Graph of failure rates and load for four retry strategies

We can immediately see a couple of expected things, and a few interesting things. As expected, no retries does no extra work, and provides availability that drops linearly with the failure rate. Three retries does a lot of extra work, and provides the best robustness against errors. The breaker strategy does extra work, and provides extra robustness at low failure rates, but drops down to match no retries after a threshold.

Let’s zoom in a bit to the lower rates:

Graph of failure rates and load for four retry strategies

We can see the strategies start to diverge. The first interesting observation is that the breaker strategy starts tripping a little early: around half the expected rate. That’s because each client is breaking independently. In this low-failure regime, the adaptive strategy is very similar to three retries, but slowly starting to diverge.

The effect of client count

Both the adaptive and circuit breaker approach depend on per-client estimates of the failure rate, either expressed explicitly with the circuit breaker failure threshold, or implicitly with the contents of the token bucket. When the number of clients is low, it’s reasonable to expect that that these per-client estimates will converge on the true failure rate. With larger numbers of clients sending small volumes of traffic, estimates will vary more widely. This is especially important in serverless and container-based architectures, where clients may be numerous and short-lived, with each doing relatively little work (compared, say, to a multi-threaded monolith where a single client may see the work of very large numbers of threads).

We can simulate the effects of client count on the performance of our adaptive and circuit breaker strategies. Here, we’ve got the same total number of requests divided among 10, 100, and 1000 clients:

Graph of failure rates and loads for different numbers of clients

What’s interesting here is that the two approaches have the opposite behavior. The circuit breaker strategy is tripping too early, and approaching the performance of the no retries approach. The token bucket strategy (starting with a full bucket) doesn’t deplete its bucket fast enough, converging on the behavior of n retries. Clearly, neither does a perfect job of solving the retry problem with limited per-client knowledge. A model with state shared between clients would change these results, but also significantly increase the complexity of the system (because clients would need to discover and talk to each other).

Which one is better?

Choosing the right retry strategy depends on what we want to achieve. The ideal is to have a solution with no additional load and 100% success rate no matter the service failure rate. That’s clearly unachievable for a simple reason: clients don’t have any way to know which requests will succeed. The only mechanism they have is trying.

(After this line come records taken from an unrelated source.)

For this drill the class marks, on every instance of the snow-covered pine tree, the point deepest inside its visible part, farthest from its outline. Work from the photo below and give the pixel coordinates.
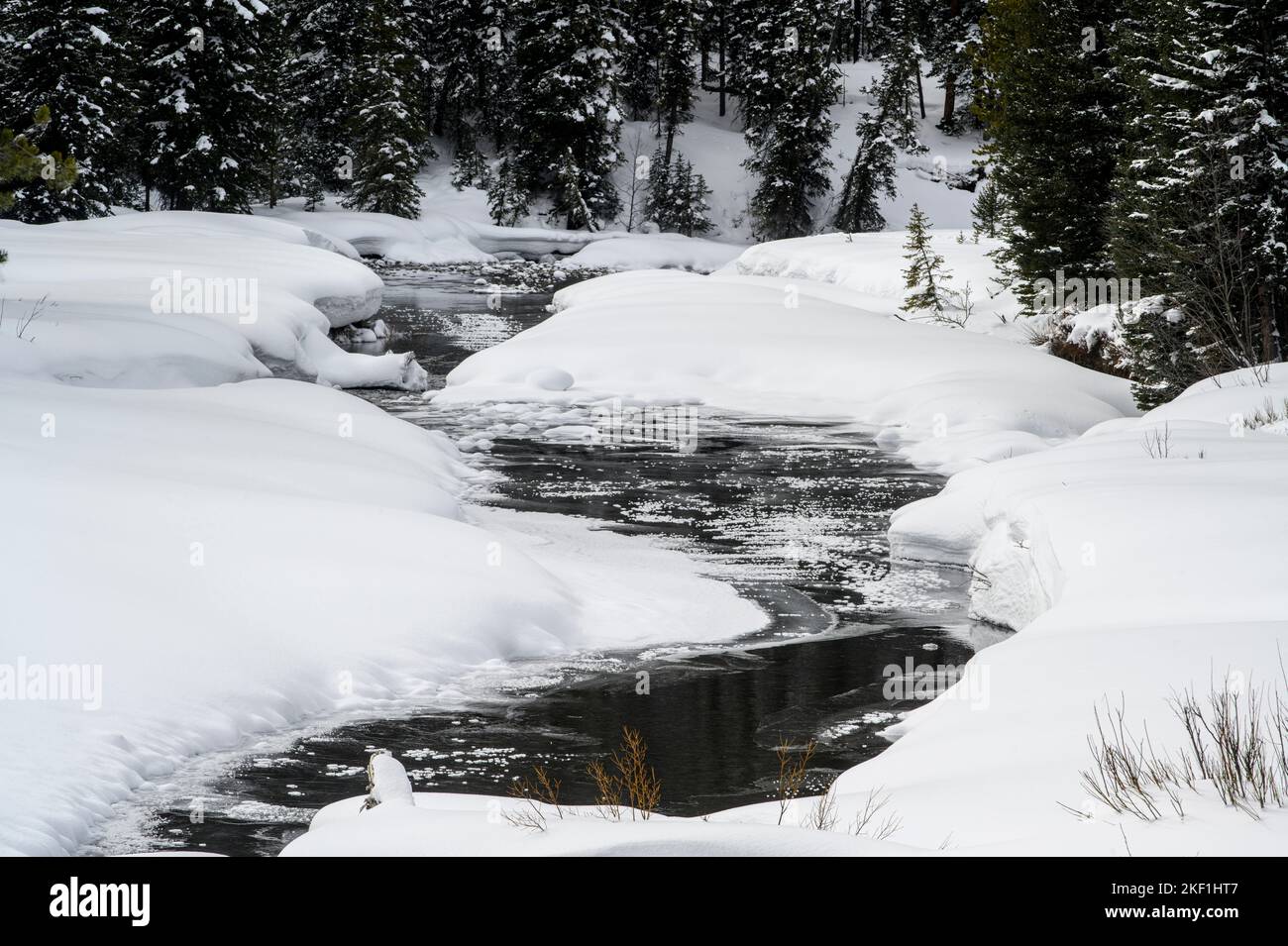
(871, 176)
(678, 50)
(660, 200)
(900, 93)
(787, 80)
(690, 205)
(507, 193)
(643, 24)
(286, 164)
(1202, 190)
(888, 128)
(565, 121)
(468, 47)
(923, 278)
(1052, 119)
(987, 210)
(71, 59)
(24, 162)
(327, 38)
(952, 50)
(387, 132)
(677, 196)
(201, 108)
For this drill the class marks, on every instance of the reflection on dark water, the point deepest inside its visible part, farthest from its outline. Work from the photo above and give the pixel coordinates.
(794, 515)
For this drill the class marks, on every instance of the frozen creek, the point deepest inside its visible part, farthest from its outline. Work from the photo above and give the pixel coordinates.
(793, 514)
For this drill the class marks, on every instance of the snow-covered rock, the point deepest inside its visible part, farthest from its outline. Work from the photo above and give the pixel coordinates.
(215, 563)
(947, 398)
(174, 299)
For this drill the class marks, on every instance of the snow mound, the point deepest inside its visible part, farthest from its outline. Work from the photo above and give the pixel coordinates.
(209, 564)
(948, 399)
(185, 299)
(870, 267)
(1116, 556)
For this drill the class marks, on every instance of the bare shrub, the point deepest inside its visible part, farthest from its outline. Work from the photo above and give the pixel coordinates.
(791, 773)
(632, 778)
(536, 791)
(1236, 740)
(824, 813)
(874, 821)
(540, 788)
(608, 790)
(1158, 443)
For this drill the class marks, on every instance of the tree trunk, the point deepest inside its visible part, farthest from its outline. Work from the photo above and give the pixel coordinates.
(949, 77)
(721, 52)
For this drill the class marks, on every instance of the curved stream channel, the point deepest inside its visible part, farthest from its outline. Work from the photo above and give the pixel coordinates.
(793, 514)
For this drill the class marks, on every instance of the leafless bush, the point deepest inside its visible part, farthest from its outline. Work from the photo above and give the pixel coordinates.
(1236, 740)
(540, 788)
(634, 778)
(608, 790)
(824, 813)
(1266, 415)
(536, 791)
(791, 773)
(870, 821)
(27, 318)
(1158, 443)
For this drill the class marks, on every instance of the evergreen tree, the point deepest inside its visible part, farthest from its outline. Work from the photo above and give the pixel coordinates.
(467, 44)
(22, 162)
(690, 205)
(900, 90)
(787, 80)
(677, 52)
(987, 210)
(870, 177)
(923, 278)
(677, 196)
(952, 53)
(643, 26)
(565, 120)
(327, 37)
(387, 130)
(890, 128)
(202, 111)
(71, 59)
(507, 194)
(660, 200)
(1202, 189)
(1054, 130)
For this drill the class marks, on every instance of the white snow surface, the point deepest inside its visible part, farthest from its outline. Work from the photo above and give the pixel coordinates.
(241, 559)
(1132, 568)
(944, 396)
(103, 293)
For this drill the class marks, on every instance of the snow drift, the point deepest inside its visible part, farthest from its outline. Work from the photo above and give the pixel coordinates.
(235, 560)
(175, 299)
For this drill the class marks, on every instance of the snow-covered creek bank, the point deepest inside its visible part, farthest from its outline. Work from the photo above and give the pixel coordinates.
(793, 514)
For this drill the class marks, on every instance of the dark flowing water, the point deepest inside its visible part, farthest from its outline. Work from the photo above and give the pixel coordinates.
(791, 514)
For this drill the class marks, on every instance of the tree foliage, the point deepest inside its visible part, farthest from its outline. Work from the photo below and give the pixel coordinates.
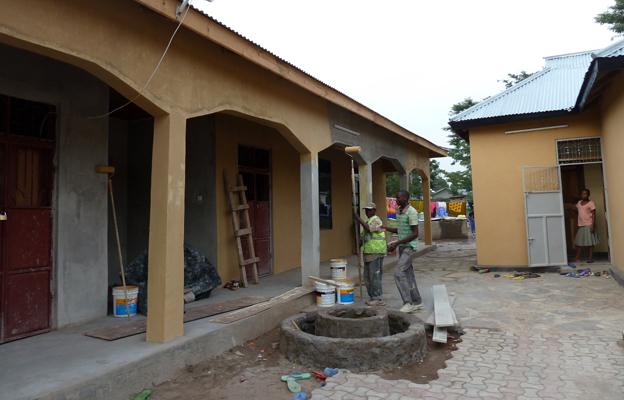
(460, 182)
(614, 17)
(392, 184)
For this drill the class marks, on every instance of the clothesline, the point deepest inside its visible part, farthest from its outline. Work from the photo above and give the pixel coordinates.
(438, 209)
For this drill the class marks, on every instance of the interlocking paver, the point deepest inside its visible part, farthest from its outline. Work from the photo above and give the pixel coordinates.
(547, 359)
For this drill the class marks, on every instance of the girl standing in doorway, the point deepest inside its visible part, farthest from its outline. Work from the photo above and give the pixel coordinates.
(586, 234)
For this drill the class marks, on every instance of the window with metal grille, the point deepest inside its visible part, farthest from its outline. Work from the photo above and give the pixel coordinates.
(576, 151)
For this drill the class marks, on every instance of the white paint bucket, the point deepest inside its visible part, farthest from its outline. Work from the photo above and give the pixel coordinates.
(345, 293)
(119, 301)
(325, 295)
(338, 268)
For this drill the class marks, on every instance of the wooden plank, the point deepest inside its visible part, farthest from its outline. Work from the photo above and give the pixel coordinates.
(258, 308)
(250, 261)
(208, 310)
(441, 307)
(430, 320)
(440, 335)
(125, 328)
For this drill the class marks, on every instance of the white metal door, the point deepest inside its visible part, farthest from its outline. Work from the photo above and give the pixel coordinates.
(544, 217)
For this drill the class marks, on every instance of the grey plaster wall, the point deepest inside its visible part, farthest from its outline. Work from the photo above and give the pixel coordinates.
(80, 203)
(118, 157)
(376, 142)
(200, 227)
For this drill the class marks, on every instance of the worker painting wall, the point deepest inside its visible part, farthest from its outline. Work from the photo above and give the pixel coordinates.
(613, 143)
(338, 242)
(231, 132)
(497, 161)
(594, 182)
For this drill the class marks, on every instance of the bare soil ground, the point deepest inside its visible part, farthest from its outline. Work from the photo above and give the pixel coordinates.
(253, 371)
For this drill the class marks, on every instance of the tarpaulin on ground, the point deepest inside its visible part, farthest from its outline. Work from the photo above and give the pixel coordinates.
(200, 276)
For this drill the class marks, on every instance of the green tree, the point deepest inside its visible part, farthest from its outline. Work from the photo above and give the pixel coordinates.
(512, 79)
(614, 17)
(437, 179)
(460, 182)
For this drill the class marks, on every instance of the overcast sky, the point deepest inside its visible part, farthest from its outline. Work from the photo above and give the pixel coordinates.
(410, 60)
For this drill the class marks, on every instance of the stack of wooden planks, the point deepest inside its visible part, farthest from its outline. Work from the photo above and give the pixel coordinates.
(443, 315)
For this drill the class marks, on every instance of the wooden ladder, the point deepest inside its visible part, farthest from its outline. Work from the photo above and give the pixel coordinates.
(242, 227)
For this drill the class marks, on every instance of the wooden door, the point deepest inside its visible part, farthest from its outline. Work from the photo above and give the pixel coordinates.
(254, 166)
(26, 177)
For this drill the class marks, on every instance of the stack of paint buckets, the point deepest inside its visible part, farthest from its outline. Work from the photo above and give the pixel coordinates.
(328, 295)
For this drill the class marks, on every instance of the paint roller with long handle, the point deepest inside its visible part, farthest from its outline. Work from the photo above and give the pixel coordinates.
(110, 171)
(349, 150)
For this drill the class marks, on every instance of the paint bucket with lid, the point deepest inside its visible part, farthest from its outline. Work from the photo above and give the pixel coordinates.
(325, 294)
(345, 293)
(338, 268)
(120, 308)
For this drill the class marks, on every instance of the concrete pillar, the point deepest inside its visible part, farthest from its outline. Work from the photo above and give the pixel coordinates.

Short of that ideal, what can we have? What most applications want is to have a high success rate when the server failure rate is low, and not too much additional load. No retries fails on the first criterion, and N retries fails on the second. Both the adaptive and circuit breaker strategies succeed to different extents. The circuit breaker approach gives no additional load at high failure rates, which is great. But it suffers from some modality (it’s either retrying or not retrying, and might switch back and forth between the two). The adaptive strategy isn’t modal in the same way, and seems to perform better at lower failure rates, but does give some (tunable) additional load at higher rates.


  1. In other words, each client presents independent Poisson-process arrivals, and keeps its own retry state. The Poisson model here isn’t entirely accurate, but doesn’t matter because we’re not (yet) modelling overload or concurrency.